Here's a full-fledged code example, using a ground truth homography, warping the pixel locations manually, and using remap() to then map the image from the transformed points. Note here that my homography transforms true_dst to src. Thus, I make a set of however many points I want, and then calculate where those points lie in the source image by transforming with the homography. Then remap() is used to look up those points in the source image, and map them into the destination image.

import numpy as np
import cv2

# read images
true_dst = cv2.imread("img1.png")
src = cv2.imread("img2.png")

# ground truth homography from true_dst to src
H = np.array([
    [8.7976964e-01,   3.1245438e-01,  -3.9430589e+01],
    [-1.8389418e-01,   9.3847198e-01,   1.5315784e+02],
    [1.9641425e-04,  -1.6015275e-05,   1.0000000e+00]])

# create indices of the destination image and linearize them
h, w = true_dst.shape[:2]
indy, indx = np.indices((h, w), dtype=np.float32)
lin_homg_ind = np.array([indx.ravel(), indy.ravel(), np.ones_like(indx).ravel()])

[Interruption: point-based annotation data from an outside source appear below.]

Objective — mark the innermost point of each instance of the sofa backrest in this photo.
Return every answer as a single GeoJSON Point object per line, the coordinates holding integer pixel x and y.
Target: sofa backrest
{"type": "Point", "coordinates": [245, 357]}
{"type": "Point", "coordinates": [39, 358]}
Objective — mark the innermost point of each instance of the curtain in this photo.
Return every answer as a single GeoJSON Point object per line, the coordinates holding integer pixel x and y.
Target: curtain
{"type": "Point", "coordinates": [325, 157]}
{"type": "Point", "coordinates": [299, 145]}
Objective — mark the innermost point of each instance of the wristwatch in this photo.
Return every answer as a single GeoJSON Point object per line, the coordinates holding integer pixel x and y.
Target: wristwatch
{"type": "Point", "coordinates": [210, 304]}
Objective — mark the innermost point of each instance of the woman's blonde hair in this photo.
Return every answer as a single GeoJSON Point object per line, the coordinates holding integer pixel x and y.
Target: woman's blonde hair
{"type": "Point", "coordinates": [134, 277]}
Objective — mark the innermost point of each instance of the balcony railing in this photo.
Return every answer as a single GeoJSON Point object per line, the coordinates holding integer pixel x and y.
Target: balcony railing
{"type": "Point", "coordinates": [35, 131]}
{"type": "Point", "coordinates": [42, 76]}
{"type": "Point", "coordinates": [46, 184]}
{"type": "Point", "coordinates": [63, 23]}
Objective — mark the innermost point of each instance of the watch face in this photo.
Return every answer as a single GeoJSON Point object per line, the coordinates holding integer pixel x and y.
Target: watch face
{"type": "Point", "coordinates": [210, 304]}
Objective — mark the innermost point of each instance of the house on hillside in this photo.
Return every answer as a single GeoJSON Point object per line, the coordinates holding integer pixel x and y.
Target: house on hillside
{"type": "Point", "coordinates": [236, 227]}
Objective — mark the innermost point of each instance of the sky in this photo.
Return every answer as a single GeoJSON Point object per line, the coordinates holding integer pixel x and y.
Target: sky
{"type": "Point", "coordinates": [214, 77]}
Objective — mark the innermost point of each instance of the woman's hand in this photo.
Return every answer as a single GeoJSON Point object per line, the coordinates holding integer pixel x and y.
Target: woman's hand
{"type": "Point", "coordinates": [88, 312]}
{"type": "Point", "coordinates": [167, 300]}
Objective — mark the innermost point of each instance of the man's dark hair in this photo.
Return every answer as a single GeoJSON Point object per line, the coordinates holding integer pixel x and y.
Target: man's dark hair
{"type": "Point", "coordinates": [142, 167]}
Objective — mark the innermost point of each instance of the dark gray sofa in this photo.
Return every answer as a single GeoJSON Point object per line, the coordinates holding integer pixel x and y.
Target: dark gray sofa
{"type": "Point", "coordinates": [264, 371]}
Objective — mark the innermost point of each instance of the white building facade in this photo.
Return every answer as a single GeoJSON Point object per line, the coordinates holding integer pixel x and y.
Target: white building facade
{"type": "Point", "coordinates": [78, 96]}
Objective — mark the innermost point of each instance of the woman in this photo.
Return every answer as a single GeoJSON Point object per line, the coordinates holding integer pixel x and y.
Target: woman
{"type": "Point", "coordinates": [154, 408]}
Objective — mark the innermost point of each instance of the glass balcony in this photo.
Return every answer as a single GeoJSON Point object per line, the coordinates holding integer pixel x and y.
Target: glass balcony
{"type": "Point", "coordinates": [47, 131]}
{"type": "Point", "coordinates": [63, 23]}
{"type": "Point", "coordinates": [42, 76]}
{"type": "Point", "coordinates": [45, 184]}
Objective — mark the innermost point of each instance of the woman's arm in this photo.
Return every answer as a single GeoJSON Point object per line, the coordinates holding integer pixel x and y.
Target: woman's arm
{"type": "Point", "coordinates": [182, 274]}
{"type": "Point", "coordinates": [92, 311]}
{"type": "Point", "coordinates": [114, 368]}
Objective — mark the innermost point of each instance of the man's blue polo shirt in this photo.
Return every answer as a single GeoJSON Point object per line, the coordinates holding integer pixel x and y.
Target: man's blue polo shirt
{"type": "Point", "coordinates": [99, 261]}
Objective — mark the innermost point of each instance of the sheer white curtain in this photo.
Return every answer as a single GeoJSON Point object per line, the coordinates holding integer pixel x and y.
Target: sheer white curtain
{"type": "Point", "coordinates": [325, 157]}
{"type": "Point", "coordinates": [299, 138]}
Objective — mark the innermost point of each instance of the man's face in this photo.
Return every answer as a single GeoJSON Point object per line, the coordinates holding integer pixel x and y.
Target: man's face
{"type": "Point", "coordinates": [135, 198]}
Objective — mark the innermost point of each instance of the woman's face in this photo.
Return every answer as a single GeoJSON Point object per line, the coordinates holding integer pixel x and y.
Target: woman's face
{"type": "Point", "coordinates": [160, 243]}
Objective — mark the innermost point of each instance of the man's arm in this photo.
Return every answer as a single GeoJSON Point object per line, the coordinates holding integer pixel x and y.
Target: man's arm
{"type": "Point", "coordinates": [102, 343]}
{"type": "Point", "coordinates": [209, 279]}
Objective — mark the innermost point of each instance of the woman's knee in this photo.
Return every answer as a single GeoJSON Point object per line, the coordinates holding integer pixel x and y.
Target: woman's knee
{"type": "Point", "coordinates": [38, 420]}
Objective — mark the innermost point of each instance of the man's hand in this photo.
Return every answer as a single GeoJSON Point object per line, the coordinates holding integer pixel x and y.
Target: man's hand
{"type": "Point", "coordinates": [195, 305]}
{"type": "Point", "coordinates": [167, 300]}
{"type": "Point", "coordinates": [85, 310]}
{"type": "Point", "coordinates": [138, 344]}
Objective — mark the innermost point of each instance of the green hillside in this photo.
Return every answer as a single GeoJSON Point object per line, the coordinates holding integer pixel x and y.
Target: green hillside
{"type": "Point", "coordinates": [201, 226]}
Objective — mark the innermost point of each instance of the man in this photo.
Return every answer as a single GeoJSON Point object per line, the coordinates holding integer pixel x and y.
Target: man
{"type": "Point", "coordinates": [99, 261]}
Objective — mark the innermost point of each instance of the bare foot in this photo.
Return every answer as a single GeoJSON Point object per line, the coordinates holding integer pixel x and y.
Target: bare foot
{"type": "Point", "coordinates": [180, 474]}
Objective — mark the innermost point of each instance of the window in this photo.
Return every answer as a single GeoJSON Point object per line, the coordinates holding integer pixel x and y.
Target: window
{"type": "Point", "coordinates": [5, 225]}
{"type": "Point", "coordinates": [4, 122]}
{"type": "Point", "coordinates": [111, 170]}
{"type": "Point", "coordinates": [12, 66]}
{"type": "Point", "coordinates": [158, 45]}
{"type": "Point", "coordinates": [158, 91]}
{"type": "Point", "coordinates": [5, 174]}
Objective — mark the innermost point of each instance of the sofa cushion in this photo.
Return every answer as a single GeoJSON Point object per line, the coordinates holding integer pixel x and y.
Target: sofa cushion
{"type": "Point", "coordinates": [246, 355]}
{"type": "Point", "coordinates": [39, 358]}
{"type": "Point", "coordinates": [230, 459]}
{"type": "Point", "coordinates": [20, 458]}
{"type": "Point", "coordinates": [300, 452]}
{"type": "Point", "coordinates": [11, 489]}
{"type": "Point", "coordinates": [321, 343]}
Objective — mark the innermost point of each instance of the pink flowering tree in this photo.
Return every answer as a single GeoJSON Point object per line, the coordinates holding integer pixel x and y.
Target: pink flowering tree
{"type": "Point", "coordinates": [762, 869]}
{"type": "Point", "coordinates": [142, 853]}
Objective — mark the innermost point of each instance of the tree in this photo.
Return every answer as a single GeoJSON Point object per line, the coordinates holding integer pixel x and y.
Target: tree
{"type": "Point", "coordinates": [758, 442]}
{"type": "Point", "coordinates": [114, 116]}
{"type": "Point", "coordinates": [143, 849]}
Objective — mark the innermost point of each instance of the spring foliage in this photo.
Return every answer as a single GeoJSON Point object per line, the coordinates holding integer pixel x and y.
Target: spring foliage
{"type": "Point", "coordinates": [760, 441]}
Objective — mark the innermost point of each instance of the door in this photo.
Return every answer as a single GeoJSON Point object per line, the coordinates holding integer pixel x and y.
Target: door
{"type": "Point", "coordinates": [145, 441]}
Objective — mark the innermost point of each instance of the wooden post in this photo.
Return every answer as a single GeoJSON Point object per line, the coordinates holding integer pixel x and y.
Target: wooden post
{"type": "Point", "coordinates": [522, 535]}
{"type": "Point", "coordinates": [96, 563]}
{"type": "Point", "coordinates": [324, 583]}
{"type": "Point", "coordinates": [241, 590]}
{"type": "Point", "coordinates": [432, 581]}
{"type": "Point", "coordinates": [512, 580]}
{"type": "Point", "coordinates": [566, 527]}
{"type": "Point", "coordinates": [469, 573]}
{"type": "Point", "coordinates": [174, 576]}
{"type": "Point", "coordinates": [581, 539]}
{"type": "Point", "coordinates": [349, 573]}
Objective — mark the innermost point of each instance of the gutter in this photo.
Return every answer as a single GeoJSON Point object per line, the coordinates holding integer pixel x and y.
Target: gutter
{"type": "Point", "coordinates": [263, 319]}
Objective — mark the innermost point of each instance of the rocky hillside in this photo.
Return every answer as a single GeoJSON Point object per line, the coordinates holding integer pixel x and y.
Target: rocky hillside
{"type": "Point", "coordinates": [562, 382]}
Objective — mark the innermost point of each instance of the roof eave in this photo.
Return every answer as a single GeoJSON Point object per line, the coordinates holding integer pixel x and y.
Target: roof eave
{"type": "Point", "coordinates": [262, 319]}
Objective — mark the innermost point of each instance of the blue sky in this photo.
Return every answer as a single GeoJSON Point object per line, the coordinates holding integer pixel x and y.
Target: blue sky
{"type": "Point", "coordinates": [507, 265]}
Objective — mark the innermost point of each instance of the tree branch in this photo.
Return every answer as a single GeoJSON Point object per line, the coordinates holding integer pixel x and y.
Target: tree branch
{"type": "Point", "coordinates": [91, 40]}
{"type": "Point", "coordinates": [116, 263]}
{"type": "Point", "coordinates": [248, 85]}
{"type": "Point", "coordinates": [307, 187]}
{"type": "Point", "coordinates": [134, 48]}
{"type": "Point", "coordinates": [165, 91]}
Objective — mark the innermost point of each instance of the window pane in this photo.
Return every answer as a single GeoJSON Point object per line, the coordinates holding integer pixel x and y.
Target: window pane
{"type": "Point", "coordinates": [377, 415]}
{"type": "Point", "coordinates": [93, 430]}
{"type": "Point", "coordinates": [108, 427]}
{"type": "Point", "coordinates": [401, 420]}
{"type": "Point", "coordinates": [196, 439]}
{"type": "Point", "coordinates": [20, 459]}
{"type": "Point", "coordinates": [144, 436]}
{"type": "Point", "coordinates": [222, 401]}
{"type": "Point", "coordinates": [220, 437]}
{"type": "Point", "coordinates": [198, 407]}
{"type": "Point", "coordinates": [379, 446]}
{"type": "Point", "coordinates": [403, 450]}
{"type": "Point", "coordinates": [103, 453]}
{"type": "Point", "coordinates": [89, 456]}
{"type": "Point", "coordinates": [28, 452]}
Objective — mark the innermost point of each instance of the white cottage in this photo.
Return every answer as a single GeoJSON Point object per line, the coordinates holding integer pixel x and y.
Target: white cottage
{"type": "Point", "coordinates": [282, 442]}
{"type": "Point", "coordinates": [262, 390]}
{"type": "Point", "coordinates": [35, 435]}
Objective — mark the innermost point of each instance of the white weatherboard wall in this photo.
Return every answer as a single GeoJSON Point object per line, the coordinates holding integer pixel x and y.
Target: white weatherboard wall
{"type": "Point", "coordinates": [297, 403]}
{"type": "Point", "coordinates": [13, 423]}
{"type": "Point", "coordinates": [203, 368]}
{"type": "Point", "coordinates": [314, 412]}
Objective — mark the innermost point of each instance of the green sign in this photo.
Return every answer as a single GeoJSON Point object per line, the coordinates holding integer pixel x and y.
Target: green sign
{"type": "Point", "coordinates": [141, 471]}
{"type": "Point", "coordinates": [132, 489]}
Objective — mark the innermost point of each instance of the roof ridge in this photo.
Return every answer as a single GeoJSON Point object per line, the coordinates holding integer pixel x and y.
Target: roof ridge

# warp the coordinates of src to those of true_dst
map_ind = H.dot(lin_homg_ind)
map_x, map_y = map_ind[:-1]/map_ind[-1]  # ensure homogeneity
map_x = map_x.reshape(h, w).astype(np.float32)
map_y = map_y.reshape(h, w).astype(np.float32)

# remap!
dst = cv2.remap(src, map_x, map_y, cv2.INTER_LINEAR)
blended = cv2.addWeighted(true_dst, 0.5, dst, 0.5, 0)
cv2.imshow('blended.png', blended)
cv2.waitKey()

Images and ground truth homographies from the Visual Geometry Group at Oxford.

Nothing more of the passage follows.